AIG said it will repay the money in full with proceeds from the sales of some of its assets. It will be up to the company to decide which assets to sell and the timing. The government does, however, have veto power.

Tauscher feared the government would run out of money without coordinated, judicious action to save the financial system. She blamed the Bush administration for under-funding the SEC and letting the markets run wild without appropriate oversight.

The White House said it backed the Fed's decision Tuesday. Hearings in the House Financial Services committee could begin as soon as next week.

The government's move was similar to its bailout of Sept. 7 of mortgage giants Fannie Mae and Freddie Mac, where the Treasury Department said it was prepared to put up as much as $100 billion over time in each of the companies if needed to keep them from going broke.

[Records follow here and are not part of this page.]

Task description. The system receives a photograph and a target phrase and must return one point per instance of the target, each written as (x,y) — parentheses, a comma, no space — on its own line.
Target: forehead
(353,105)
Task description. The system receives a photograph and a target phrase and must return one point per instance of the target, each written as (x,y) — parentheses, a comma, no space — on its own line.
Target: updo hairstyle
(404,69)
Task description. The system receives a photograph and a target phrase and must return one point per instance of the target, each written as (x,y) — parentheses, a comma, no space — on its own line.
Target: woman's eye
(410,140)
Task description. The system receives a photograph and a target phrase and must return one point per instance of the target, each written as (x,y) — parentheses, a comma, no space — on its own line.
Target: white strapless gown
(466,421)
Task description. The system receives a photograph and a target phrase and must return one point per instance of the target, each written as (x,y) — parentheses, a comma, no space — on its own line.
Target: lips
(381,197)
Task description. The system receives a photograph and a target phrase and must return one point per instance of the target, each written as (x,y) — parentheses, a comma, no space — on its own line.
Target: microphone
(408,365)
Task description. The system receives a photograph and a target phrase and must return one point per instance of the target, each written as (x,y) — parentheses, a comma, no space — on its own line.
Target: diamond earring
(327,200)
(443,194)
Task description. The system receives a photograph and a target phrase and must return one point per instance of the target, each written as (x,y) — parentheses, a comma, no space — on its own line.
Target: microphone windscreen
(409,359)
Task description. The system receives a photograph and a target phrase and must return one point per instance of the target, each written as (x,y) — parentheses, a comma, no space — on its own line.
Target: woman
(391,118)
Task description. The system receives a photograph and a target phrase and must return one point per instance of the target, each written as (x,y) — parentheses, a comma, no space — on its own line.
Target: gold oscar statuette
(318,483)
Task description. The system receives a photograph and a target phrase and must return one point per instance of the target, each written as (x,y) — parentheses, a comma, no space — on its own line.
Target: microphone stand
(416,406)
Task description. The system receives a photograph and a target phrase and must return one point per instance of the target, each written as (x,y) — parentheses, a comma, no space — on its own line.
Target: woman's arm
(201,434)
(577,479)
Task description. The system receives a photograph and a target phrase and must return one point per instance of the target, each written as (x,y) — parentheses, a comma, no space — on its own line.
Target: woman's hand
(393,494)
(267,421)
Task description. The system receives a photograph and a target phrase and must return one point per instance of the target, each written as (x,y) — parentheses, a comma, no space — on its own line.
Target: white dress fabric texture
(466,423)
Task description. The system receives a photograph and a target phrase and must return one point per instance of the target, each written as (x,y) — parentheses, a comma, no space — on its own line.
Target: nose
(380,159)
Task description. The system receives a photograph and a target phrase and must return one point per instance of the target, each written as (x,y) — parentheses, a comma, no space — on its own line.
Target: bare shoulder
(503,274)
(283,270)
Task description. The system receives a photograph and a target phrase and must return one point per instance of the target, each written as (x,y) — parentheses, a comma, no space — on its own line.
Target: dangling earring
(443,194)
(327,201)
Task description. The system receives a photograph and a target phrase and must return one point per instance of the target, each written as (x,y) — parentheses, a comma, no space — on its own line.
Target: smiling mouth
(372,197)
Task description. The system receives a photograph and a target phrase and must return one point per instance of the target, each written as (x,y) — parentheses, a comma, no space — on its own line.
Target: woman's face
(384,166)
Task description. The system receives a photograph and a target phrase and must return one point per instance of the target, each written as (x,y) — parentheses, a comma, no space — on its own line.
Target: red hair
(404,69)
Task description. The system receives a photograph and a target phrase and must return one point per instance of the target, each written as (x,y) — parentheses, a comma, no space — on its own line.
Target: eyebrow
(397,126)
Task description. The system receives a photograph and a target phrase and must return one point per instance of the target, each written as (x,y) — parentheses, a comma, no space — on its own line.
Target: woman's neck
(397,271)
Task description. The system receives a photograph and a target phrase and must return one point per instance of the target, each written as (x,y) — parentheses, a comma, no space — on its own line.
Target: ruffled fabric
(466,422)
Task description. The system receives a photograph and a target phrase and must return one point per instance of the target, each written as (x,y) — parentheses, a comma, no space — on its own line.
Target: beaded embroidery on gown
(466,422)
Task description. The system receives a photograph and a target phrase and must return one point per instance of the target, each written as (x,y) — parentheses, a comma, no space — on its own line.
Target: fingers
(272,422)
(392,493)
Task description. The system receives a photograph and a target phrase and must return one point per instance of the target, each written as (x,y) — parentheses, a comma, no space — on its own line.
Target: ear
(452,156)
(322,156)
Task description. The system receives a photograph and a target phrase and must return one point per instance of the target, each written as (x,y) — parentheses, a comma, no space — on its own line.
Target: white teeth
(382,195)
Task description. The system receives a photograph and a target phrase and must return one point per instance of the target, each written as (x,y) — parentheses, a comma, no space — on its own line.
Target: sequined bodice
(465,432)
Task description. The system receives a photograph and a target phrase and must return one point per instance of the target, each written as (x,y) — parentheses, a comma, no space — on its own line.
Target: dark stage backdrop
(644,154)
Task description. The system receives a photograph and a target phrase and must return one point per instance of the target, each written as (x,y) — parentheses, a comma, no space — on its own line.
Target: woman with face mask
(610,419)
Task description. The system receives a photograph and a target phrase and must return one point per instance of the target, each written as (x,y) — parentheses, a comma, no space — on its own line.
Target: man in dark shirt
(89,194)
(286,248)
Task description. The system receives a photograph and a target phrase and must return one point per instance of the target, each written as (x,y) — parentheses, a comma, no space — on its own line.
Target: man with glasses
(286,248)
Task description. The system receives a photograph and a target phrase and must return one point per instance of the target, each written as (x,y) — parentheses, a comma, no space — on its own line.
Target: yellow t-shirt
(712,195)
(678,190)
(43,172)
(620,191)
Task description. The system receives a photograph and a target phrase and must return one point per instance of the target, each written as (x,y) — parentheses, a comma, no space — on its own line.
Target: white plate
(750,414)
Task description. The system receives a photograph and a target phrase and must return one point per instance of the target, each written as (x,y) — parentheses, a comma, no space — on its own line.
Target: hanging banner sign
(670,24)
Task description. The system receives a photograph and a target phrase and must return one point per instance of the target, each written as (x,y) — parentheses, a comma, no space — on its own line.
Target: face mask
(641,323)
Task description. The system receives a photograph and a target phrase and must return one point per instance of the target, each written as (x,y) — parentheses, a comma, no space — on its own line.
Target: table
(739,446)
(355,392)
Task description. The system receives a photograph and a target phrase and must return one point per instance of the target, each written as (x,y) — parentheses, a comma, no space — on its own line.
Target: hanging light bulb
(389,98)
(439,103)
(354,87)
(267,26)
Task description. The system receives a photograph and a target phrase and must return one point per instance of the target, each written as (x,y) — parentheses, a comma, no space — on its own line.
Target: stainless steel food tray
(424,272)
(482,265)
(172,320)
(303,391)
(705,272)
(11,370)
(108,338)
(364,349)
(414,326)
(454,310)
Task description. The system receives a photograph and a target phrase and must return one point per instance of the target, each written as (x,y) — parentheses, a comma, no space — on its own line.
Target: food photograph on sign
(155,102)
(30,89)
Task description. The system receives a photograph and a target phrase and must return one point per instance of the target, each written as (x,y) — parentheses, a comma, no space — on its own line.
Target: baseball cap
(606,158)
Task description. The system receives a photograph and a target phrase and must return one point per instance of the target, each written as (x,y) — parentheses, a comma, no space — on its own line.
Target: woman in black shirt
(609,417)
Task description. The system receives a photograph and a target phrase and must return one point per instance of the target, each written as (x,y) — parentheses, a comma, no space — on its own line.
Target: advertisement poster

The Fed said it determined that a disorderly failure of AIG could hurt the already delicate financial markets and the economy.

It also could "lead to substantially higher borrowing costs, reduced household wealth and materially weaker economic performance," the Fed said in a statement.

The decision to help AIG marked a reversal for the government from the weekend, when it refused to use taxpayer money to bail out Lehman Brothers Holdings Inc. Lehman, which filed for bankruptcy protection Monday, collapsed under the weight of mounting losses related to its real estate holdings.